Website redesign
5 signs your website needs a redesign (and what it's quietly costing you)
Most business owners don't wake up and decide their website is a problem. It just sits there, doing roughly what it's always done, and it's easy to assume "roughly fine" is the same as "fine." Usually it isn't. Here are the five signs we see most often in Ottawa small businesses, and what each one is actually costing in leads you never hear about.
1. It doesn't really work on a phone
Not "it loads," but actually works: buttons big enough to tap, text that doesn't need a pinch-zoom, a contact form that doesn't fight you. Most local searches happen on a phone, and a site that's merely "shrunk down" rather than built mobile-first quietly pushes people back to the search results before they ever read what you do.
2. It hasn't been touched since it launched
We still see a lot of Ottawa business sites built in 2014 to 2017 on themes that were retired years ago. They're not always ugly, but they're built on assumptions about the web that are just out of date now, slower hosting, no real mobile handling, plugins nobody maintains anymore. Visitors pick up on that, even if they can't say exactly why.
3. It's slow, and you've stopped noticing
If you've used your own site every day for years, you stop noticing the three-second load time. New visitors don't get that grace period. Page speed is also one of the more measurable things Google factors into ranking, so a slow site is losing you two audiences at once: the visitor who bounces, and the ranking you'd otherwise have.

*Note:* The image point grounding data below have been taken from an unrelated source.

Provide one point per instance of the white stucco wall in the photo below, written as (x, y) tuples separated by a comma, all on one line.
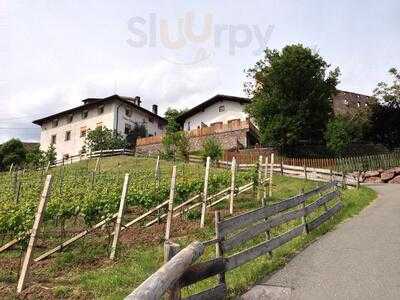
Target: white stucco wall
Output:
[(74, 145), (107, 118), (233, 110), (137, 116)]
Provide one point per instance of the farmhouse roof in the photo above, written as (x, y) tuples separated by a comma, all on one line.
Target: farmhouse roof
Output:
[(210, 102), (90, 102)]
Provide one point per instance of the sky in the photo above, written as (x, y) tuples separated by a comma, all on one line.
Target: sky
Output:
[(176, 54)]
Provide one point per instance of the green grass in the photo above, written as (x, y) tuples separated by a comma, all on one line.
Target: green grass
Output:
[(84, 271), (117, 281)]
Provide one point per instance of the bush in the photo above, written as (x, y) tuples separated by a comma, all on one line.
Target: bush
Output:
[(212, 148)]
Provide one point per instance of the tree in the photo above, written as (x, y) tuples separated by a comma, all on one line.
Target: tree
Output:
[(340, 133), (212, 148), (12, 152), (104, 139), (291, 95), (174, 140), (35, 157), (385, 113)]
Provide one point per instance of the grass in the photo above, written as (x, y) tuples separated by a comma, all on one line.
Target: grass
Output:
[(83, 270)]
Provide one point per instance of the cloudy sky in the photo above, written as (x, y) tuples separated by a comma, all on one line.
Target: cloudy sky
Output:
[(53, 53)]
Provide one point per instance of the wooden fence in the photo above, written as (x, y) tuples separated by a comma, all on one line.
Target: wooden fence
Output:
[(342, 164), (230, 234)]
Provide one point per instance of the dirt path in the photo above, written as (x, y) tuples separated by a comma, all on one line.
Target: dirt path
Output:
[(358, 260)]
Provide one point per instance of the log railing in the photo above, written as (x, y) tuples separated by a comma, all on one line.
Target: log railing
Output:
[(231, 233)]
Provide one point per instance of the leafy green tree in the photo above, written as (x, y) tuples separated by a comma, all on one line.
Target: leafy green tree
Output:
[(385, 113), (212, 148), (12, 152), (104, 139), (291, 95), (174, 141)]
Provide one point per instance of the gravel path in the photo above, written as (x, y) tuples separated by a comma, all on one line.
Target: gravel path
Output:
[(360, 259)]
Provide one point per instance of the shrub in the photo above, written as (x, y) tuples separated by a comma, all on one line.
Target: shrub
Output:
[(212, 148)]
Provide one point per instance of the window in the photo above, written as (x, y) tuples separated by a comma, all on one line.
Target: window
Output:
[(216, 124), (70, 118), (68, 135), (83, 131), (100, 109), (85, 114), (53, 139), (234, 122), (128, 128)]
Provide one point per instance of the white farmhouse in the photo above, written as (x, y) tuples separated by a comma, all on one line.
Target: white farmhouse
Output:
[(67, 130), (215, 112)]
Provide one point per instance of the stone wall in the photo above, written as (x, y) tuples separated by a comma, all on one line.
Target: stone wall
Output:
[(228, 140)]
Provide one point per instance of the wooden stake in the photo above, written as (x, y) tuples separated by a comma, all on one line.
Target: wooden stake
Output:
[(271, 173), (35, 229), (204, 204), (119, 217), (170, 205), (265, 181), (233, 179), (259, 179), (218, 249), (11, 168), (96, 168)]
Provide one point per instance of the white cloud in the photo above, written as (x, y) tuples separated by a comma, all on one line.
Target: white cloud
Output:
[(162, 83)]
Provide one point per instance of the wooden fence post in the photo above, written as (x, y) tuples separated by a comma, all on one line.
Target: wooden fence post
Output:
[(170, 250), (259, 178), (119, 217), (265, 184), (218, 246), (233, 179), (205, 191), (35, 229), (170, 204), (271, 173), (96, 168)]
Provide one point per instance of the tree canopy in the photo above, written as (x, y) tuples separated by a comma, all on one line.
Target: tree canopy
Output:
[(291, 94)]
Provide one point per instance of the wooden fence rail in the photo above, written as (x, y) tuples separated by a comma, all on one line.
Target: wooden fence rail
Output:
[(234, 232)]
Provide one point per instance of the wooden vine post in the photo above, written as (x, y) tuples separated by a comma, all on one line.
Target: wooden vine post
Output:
[(233, 179), (205, 191), (119, 216), (35, 229), (259, 178), (170, 205), (265, 183), (271, 173)]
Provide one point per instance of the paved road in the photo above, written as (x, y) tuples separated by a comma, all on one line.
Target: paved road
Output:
[(358, 260)]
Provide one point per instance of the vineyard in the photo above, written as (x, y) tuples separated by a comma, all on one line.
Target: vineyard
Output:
[(78, 192), (87, 194)]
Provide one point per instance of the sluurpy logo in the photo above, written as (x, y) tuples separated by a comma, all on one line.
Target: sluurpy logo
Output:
[(184, 32)]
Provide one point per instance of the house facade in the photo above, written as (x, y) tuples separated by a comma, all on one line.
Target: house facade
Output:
[(67, 130), (215, 112)]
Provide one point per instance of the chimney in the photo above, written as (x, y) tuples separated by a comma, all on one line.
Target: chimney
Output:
[(155, 109), (137, 100)]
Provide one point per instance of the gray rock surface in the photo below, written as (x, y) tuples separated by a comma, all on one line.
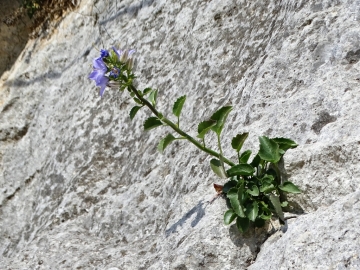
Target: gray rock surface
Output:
[(328, 238), (83, 187)]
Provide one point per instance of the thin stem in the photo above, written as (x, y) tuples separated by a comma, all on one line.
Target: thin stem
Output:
[(221, 154), (179, 131)]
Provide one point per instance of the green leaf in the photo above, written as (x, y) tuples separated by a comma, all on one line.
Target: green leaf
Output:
[(245, 156), (204, 127), (133, 111), (220, 118), (238, 141), (228, 185), (267, 188), (252, 211), (215, 165), (165, 142), (285, 144), (229, 216), (242, 224), (269, 150), (234, 201), (152, 97), (254, 191), (152, 122), (178, 105), (146, 91), (277, 207), (266, 213), (289, 187), (241, 169), (267, 184)]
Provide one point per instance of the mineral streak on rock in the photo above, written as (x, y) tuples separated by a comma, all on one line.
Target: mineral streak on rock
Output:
[(84, 187)]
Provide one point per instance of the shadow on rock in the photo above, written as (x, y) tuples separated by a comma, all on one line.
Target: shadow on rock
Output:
[(253, 238), (198, 209)]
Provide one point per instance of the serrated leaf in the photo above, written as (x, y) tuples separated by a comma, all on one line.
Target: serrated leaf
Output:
[(178, 106), (277, 207), (152, 97), (241, 169), (267, 188), (285, 144), (252, 211), (254, 191), (238, 141), (228, 185), (244, 157), (229, 216), (234, 201), (215, 165), (152, 122), (266, 213), (289, 187), (220, 117), (204, 127), (133, 111), (269, 150), (242, 224), (165, 142)]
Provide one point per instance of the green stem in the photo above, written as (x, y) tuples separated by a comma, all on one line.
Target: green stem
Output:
[(178, 130), (221, 153)]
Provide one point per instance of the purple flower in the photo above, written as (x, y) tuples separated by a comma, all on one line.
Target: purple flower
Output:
[(118, 52), (115, 72), (98, 74), (104, 53)]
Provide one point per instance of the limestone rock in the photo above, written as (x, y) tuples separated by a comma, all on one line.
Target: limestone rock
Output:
[(328, 238), (82, 186)]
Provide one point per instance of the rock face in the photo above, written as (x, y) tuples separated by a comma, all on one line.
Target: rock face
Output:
[(13, 34), (83, 187)]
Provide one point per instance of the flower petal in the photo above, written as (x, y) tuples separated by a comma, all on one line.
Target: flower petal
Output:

4. You're afraid to touch it
If updating a price, adding a photo, or fixing a typo means emailing someone and waiting a week, that's not really your website anymore, it's a website you happen to pay for. A redesign is a good moment to move onto something you can actually update yourself, or that has a real person on the other end when you need a change.
5. It doesn't clearly say what you do or how to reach you
This one's less about design and more about clarity. A surprising number of small business sites make a visitor hunt for the phone number, or bury what the business actually does under a slideshow and some stock photography. If someone can't figure out what you offer and how to contact you within about five seconds, the rest of the site's design doesn't matter much.
What a redesign actually involves
A redesign isn't starting from a blank page. We audit what's there, keep the copy and structure that's already working, and rebuild the rest on a faster, mobile-first foundation. Most small business redesigns take about 2 to 4 weeks and land somewhere between $1,500 and $3,500 depending on how many pages and features are involved. If you want the full breakdown of where that money actually goes, we wrote about it here: how much a website actually costs in Ottawa.
Recognize a few of these in your own site? Send us a link and we'll tell you honestly whether a redesign makes sense, no obligation.
Get a free quote Call (613) 617-7233Common questions
Do I need to throw away my old content when I redesign?
No. A good redesign audits what you already have, keeps the copy and pages that work, and rebuilds the rest. You usually don't need to write everything from scratch.
How long does a website redesign take?
Most small business redesigns take about 2 to 4 weeks from kickoff, often faster than a brand new site since the content and structure already exist.